For any females in the forces back then, there was always a extra pressure which they had to tackle in order to match their male counterparts.
Both Gunjan and Srividya performed even better than what could be expected of any fighter pilot at that time. They had a task on their hand and it was to evacuate the casualties and spotting Pakistani positions in the Kargil region. Due to their nature of job, they have to fly very close to Pakistani positions, the flied at a height which they felt were beyond the range of Pakistan gunners. One day, Gunjan’s Cheetah came under direct attack while it was at Kargil airstrip. A Pakistani soldier had fired either a shoulder missile or a rocket directly at her aircraft. The weapon missed her chopper and hit the hillside behind her. Gunjan didn’t stop there, she continued her operations. According to her, she always carried an INSAS rifle and a revolver with her in any mission. If she crash lands close to Pakistani army positions, she would fight her way or would go down fighting. It will be interesting to note here that Gunjan’s brother was fighting in the Kargil war in the army. Gunjan did 10 sorties to supplying food and other important stuff in the Batalik and Drass sector.

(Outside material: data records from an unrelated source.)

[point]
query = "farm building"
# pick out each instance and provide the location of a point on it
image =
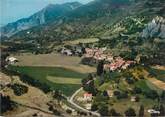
(87, 96)
(11, 60)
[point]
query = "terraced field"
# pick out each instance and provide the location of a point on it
(58, 78)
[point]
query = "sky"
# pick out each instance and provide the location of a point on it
(12, 10)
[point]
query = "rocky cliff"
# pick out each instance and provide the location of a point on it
(46, 15)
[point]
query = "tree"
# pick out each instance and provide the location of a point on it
(130, 112)
(162, 110)
(94, 107)
(105, 93)
(6, 103)
(163, 96)
(103, 110)
(114, 113)
(152, 94)
(100, 68)
(69, 111)
(141, 111)
(137, 90)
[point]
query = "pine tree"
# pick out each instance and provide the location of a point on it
(141, 111)
(100, 68)
(162, 110)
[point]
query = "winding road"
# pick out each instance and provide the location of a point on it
(70, 100)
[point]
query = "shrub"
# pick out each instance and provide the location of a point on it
(151, 94)
(19, 89)
(69, 111)
(6, 103)
(130, 112)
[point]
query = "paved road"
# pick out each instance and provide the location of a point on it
(79, 107)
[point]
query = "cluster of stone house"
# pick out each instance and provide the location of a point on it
(118, 64)
(114, 63)
(70, 52)
(98, 54)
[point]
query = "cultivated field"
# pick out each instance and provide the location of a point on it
(53, 60)
(63, 80)
(49, 75)
(87, 40)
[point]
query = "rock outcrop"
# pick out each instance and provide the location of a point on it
(47, 14)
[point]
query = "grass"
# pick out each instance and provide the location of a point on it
(86, 40)
(143, 85)
(64, 80)
(159, 74)
(41, 74)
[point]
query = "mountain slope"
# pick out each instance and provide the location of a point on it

In an interview to NDTV, Gunjan was quoted, “I think inducting women in the fighter stream is a very, very big and a positive step on part of the Air Force. Being a pioneer, I would say, it feels great and I would only say that I hope these women who’ve come into the fighter stream now give their 100 per cent and really, really touch the sky with glory.”
She told Outlook India, “There is no problem about gender as all of us get the same opportunities. Initially the people were a little stunned,” she recalls with a laugh, “but now they are used to it.”